Может быть, он был одинок? Может быть, он потому и срывался с места и летел куда глаза глядят, что был все-таки очень одинок в своей размеренной, разумно устроенной жизни?
...Все уладилось, все стало на свое место. Мать так и не поправилась в полной мере, он устроил ее в Ядрин, на покой, неподалеку от своих друзей, которые присматривали за ней. Сестры остались в девушках — и, кажется, не жалели об этом. Одна была медицинской сестрой, другая кончила Ветеринарный институт и работала под Казанью.
Все женщины, с которыми Карновский был близок, хотели выйти за него замуж — и огорчались, догадываясь (или не догадываясь), почему это невозможно. Огорчалась и Надя Медведева, умная и хорошенькая актриса одной из московских студий. Она-то как раз догадывалась. «Вы боитесь, что вас могут бросить, как женщину?» — однажды весело спросила она. Карновский не ответил.

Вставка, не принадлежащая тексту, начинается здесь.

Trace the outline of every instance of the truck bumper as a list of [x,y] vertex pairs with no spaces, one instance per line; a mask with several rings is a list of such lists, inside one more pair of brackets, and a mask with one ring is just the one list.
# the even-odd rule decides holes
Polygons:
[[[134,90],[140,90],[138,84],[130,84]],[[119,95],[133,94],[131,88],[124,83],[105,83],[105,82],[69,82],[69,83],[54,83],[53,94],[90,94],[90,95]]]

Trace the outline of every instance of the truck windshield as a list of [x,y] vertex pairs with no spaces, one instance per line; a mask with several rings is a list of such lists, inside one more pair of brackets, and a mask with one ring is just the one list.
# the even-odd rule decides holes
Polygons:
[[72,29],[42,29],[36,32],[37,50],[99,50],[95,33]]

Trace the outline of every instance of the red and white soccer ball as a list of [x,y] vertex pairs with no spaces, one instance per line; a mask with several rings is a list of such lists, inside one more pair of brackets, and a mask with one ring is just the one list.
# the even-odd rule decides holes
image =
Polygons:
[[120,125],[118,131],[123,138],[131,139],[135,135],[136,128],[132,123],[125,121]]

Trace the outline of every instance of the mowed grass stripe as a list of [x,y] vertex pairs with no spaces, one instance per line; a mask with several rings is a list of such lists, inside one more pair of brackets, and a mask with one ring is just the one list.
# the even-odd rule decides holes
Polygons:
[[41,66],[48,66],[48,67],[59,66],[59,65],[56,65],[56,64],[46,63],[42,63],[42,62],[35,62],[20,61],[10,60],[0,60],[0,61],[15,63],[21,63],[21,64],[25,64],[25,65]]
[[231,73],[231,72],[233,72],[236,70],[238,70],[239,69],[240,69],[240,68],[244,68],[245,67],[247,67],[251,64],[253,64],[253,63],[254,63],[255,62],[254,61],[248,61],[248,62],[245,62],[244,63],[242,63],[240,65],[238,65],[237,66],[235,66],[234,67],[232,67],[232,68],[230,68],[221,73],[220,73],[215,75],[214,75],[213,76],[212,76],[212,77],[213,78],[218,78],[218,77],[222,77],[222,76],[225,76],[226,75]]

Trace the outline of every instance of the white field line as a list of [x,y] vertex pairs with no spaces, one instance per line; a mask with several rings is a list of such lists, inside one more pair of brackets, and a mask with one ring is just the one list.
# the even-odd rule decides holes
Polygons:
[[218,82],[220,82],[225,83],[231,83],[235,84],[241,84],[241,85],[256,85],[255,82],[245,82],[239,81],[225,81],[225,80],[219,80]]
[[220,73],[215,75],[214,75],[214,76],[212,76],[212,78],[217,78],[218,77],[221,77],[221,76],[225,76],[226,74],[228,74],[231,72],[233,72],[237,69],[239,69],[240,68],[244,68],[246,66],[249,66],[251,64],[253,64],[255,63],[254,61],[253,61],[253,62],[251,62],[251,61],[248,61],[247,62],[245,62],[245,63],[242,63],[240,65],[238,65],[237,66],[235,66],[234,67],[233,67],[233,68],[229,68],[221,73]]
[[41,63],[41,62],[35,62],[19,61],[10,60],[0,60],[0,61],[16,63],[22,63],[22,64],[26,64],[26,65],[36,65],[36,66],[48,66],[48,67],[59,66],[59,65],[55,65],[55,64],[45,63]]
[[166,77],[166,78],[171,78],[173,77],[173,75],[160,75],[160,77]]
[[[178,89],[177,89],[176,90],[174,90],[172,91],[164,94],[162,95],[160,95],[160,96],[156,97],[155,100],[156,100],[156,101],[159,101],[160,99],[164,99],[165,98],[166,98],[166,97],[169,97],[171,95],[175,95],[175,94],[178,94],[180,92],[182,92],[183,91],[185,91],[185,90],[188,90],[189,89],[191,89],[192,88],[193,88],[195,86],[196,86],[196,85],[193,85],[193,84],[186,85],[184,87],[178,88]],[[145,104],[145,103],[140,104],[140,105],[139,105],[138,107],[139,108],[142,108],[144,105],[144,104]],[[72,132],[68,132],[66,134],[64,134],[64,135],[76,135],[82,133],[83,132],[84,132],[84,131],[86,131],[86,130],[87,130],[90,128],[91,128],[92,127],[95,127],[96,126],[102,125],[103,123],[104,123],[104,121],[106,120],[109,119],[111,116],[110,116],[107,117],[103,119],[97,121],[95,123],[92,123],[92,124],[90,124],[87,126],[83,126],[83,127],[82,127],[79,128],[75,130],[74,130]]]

В Крым он ездил один, а на Кавказ они поехали вместе.
О Лизе он думал с той грустной нежностью, которая давно утвердилась в нем за восемь лет, прошедших после их последней встречи. Эта разлука, счастливо украсившаяся перепиской, теперь стала частью его удавшейся, устроившейся жизни. Молодые, свободные, сбивающие с ног свидания, ссоры и примирения, вся история их любви превратилась в письма — трогательные, дружеские, поддерживавшие все разгоравшийся интерес Константина Павловича к живописи, к искусству, но уже ничего не изменявшие в нем. Все сложилось, смягчилось, и хотя он волновался, представляя себе их встречу в Париже, это было умиленно-нежное волнение воспоминаний.
Еще в Москве он обдумал план своего, к сожалению, недолгого пребывания в Париже. Дела не должны были помешать посещению музеев, выставок и, если хватит денег, театра. Ему давно хотелось побывать в «Com'edie Francaise». Денег было мало.
Приятель, недавно вернувшийся из заграничной поездки, рекомендовал ему дешевый отель «Эксцельсиор», недалеко от Гранд-Опера, и он снял в этом грязноватом отеле комнату на третьем этаже, в глубине полутемного, странно извивающегося коридора.